Charlotte Brontë wrote “Jane Eyre”; Emily Warren Roebling oversaw construction of the Brooklyn Bridge when her husband fell ill; Madhubala transfixed Bollywood; Ida B. Wells campaigned against lynching. Yet all of their deaths went unremarked in our pages, until now.

Below you’ll find obituaries for these and others who left indelible marks but were nonetheless overlooked. We’ll be adding to this collection each week, as Overlooked becomes a regular feature in the obituaries section, and expanding our lens beyond women.

You can use this form to nominate candidates for future “Overlooked” obits.

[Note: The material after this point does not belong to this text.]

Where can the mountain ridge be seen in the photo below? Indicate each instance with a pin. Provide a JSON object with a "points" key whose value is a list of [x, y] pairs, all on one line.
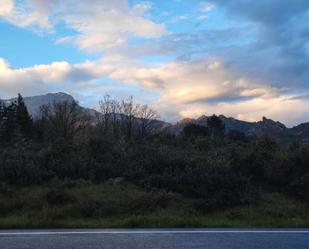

Read an essay from our obituaries editor about how he approaches subjects and learn more about how the project came to be.”

Books by Writers with Disabilities

I love that slowly, slowly, we build a literature about disabilities written by the disabled themselves. Pain Woman last year by Sonya Huber is one such book. Another is the upcoming Sick by Porochista Khakpour. Dorothy Palmer, well-known for her clear reports/retorts about/to UBCA, has a memoir coming out this very year.

Now here is an interview with author Kim Clark on her book A One-Handed Novel. Her narrator has MS. Can’t wait to read this.

The BBC ignited fury after having 3 able-bodied spouses on to talk about the hell of having spouses with disabilities. I have threatened to write an essay about the hell it is to have an abled spouse.

My novel Weekend with one disabled character and plenty of romance wouldn’t pass my own Bechdel Disability Test, in that it is a romance, and there’s just one character with a disability, but Clark nevertheless recommends it as a good read.

Read Local BC

 

The Last Words for Valentine’s Day

 

If Literature’s “Complicated Men” Were on Tinder by Sarah Chevallier, yonder at McSweeney’s

Now I can die happy, and also in love with Sarah Chevallier.